Wednesday, March 9, 2016

Gentrification and level of analysis

The economics check out. Still no way to run a city though. Source: JFwhite.org
In the last few years much of the wonkosphere has coalesced around a policy position towards housing that could loosely be defined as "build more damn housing". These folks see the urban affordability crisis as a classic econ 101 shortage, where demand outstrips supply. They emphasize local building restrictions like zoning, height caps, parking requirements, etc. as impediments to overall affordability.

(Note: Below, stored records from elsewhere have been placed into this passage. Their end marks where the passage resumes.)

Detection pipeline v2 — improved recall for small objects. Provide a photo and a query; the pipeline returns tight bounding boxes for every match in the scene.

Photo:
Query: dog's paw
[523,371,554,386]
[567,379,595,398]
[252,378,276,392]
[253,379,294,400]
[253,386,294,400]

NIMBYs and anti-gentrification activists have long been criticized for being ignorant of fundamental supply-demand logic. But a more sophisticated understanding of pro-building opponents sees them as entirely rational. Shelterforce, a community development publication, has an excellent article that highlights just that idea:
If you buried your head in an Econ 101 textbook you might argue that building new housing anywhere in a given region would lower rents and prices across that region, right? So why are so many community advocates up in arms about new housing causing higher rents? 
What happened in south of market and parts of Brooklyn and what people fear in the Mission (and the rest of Brooklyn!) is that high-rise luxury housing was dropped into otherwise distressed neighborhoods. These luxury projects dramatically changed the perception of these neighborhoods–they sent a clear signal to the market that these places were safe–both in the sense that they were safe for wealthier residents to live in and in the sense that they were safe for more investment in residential development.  However much these projects decreased rents regionally by increasing supply, they had a larger impact of increasing rents in the immediately surrounding neighborhoods by increasing demand.
This is a model of housing where the regional market has the typical downward-sloping demand curve, but at local levels might have upward-sloping demand curves. That disconnect creates a classic collective action problem, where incentives for neighborhoods and local residents result in an outcome that's bad for everyone.

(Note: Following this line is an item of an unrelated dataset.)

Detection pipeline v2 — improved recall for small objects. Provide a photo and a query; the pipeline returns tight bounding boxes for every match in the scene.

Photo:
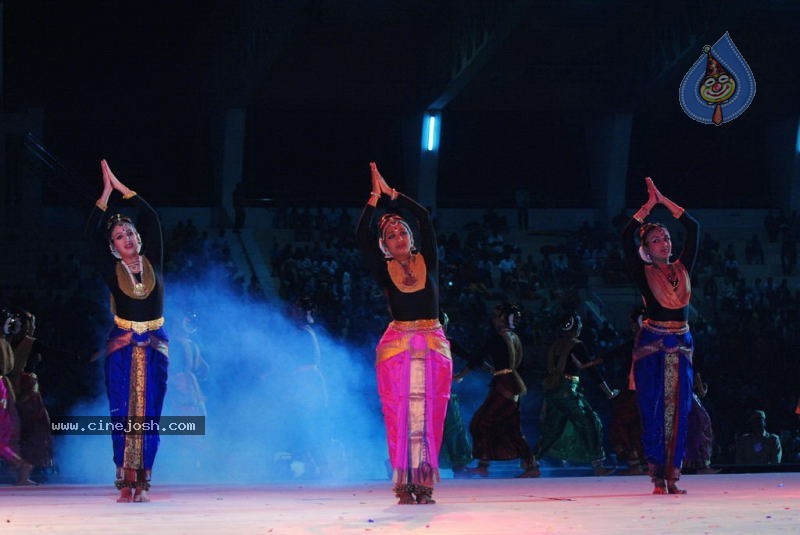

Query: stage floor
[2,473,798,534]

Theory might suggest government action here as a way to correct the market failure. And in theory, government action could (and should) promote citywide affordability by restricting the power of individual neighborhoods to act selfishly to curb supply. (Another way, as the article suggests, would be cruder interventions like price controls).

The big reason why we don't often see an idealized government intervention is that regional planning politics is incredibly difficult to sustain. Some cities manage it, but because city councils and zoning boards are typically elected from local constituencies, we often see the political system sustaining or even amplifying the localist bias (and thus the policy collective action problem between local and citywide affordability).

Immediate solutions to this political problem aren't obvious, although strengthening regional planning institutions and reforming electoral systems for local government might help. The trend towards greater ideological coherence among elected officials--much maligned--might actually help at the local level by orienting policy more around citywide ideas and goals.